Thrombotic complications represent a highly significant component of morbidity and mortality associated with hypercholesterolemia and atherosclerosis. In this issue of the JCI, Owens et al. report possible mechanisms underlying the prothrombotic, proinflammatory state accompanying hypercholesterolemia. Using rodent, monkey, and human subjects, they show that circulating oxidized LDL and circulating monocyte-derived tissue factor are important instigating factors driving the thrombotic, inflammatory phenotype and, surprisingly, that statin therapy ameliorated the phenotype even in the absence of lowering cholesterol levels. The studies raise the intriguing possibility that therapies directed at pathways generating oxidant stress or pathways involved in transmitting oxidized LDL–mediated signals in circulating platelets and monocytes could have antiatherothrombotic potential, probably with minimal anticoagulant and hemorrhagic potential.
Roy L. Silverstein
Atherothrombotic processes occur both within the vessel wall (neointima) and in the circulation.

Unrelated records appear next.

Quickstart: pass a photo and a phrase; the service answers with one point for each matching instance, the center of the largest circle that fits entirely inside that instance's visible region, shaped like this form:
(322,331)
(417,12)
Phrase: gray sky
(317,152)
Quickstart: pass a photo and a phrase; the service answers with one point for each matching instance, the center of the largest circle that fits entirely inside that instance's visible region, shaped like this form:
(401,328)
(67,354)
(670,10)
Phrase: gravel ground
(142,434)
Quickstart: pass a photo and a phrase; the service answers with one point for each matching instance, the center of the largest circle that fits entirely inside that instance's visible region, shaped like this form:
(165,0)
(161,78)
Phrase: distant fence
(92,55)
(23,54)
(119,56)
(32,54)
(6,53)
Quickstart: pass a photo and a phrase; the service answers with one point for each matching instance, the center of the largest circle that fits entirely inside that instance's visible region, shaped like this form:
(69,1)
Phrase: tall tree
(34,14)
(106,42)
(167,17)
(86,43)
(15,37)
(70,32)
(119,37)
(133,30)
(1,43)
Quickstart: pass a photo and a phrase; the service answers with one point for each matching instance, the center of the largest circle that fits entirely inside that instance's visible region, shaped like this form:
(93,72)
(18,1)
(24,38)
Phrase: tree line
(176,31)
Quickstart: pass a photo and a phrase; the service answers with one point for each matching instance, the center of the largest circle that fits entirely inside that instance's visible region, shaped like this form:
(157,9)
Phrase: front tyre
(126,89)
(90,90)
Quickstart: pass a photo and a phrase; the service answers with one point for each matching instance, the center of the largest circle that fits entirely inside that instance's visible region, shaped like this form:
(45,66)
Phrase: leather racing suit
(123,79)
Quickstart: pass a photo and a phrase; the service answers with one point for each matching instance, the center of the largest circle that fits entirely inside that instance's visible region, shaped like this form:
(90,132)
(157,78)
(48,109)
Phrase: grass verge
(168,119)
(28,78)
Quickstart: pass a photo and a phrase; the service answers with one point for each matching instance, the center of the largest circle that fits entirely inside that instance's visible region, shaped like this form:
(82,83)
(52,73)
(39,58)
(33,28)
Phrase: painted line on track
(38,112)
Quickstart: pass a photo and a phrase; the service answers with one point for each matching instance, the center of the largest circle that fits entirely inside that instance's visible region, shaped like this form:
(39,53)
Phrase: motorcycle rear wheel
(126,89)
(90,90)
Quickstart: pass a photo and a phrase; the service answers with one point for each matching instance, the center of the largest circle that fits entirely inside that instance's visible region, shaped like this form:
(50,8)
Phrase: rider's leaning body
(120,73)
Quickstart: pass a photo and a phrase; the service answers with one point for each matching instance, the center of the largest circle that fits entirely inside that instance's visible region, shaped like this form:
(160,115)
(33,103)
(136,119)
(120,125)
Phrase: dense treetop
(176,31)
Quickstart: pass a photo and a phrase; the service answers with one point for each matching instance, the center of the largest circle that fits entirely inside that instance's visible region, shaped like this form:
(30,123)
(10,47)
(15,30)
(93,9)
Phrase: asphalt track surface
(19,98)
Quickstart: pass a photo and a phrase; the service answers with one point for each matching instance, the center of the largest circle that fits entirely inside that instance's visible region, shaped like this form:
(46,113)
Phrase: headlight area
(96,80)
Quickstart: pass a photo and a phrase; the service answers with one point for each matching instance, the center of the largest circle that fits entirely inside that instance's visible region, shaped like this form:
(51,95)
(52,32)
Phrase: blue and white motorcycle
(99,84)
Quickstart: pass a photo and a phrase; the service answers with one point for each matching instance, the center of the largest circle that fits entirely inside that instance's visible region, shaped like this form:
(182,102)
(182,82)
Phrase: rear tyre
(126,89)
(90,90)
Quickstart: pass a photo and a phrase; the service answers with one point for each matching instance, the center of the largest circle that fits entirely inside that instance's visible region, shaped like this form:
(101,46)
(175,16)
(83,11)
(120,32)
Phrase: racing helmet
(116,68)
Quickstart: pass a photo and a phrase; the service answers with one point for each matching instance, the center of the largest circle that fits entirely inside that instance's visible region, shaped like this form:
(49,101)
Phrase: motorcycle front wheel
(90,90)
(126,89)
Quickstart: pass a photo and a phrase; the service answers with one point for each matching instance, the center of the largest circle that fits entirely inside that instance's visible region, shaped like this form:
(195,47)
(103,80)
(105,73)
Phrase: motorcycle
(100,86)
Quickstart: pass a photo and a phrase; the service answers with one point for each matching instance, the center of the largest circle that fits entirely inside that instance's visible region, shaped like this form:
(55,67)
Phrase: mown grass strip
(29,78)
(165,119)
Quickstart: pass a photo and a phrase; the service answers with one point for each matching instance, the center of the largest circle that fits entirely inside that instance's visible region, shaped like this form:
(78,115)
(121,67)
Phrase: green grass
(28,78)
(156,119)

In response to injury or inflammation, LDL and monocytes enter the vessel wall and become trapped. Monocytes differentiate into inflammatory macrophages that produce ROS, which oxidize trapped LDL particles to form oxLDL. These then interact with macrophages through scavenger receptors, such as CD36, activating signaling pathways that lead to enhanced inflammation and ROS generation, foam cell formation, and entrapment of the foamy macrophages to form plaque. OxLDL in the circulation interacts with blood monocytes and platelets, through CD36 and other receptors, leading to the generation of TF+ MPs and hyperreactive platelets. These create a circulating “prothrombotic state” that increases risk of acute thrombosis in the setting of unstable plaque. Statins have the potential to interrupt these processes at multiple levels by lowering circulating LDL levels, downregulating monocyte/macrophage CD36 expression, and inhibiting ROS generation and proinflammatory signaling.